Similar to providing multimodal inputs, you can also get multimodal outputs from an agent.
The following example demonstrates how to generate an image using an OpenAI tool with an agent.
from agno.agent import Agent
from agno.db.sqlite import SqliteDb
from agno.models.openai import OpenAIResponses
from agno.tools.openai import OpenAITools
from agno.utils.media import save_base64_data
agent = Agent(
model=OpenAIResponses(id="gpt-5.2"),
db=SqliteDb(db_file="tmp/test.db"),
tools=[OpenAITools(image_model="gpt-image-1")],
add_history_to_context=True,
markdown=True,
)
response = agent.run(
"Generate a photorealistic image of a cozy coffee shop interior",
)
if response.images and response.images[0].content:
save_base64_data(str(response.images[0].content), "tmp/coffee_shop.png")

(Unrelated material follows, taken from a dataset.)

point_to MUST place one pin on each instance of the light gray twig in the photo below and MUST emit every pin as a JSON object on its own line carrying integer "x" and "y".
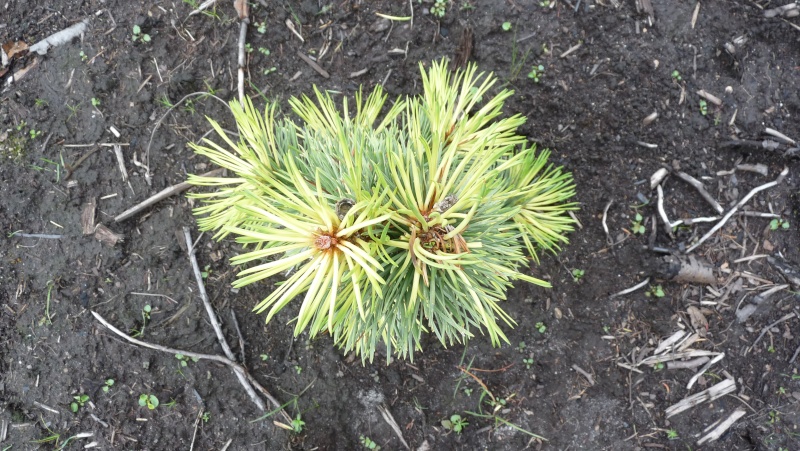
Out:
{"x": 736, "y": 207}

The output of the tool generating a media also goes to the model’s input as a
message so it has access to the media (image, audio, video) and can use it in
the response. For example, if you say “Generate an image of a dog and tell me
its color.” the model will have access to the image and can use it to describe
the dog’s color in the response in the same run.That also means you can ask follow-up questions about the image, since it would be available in the history of the agent.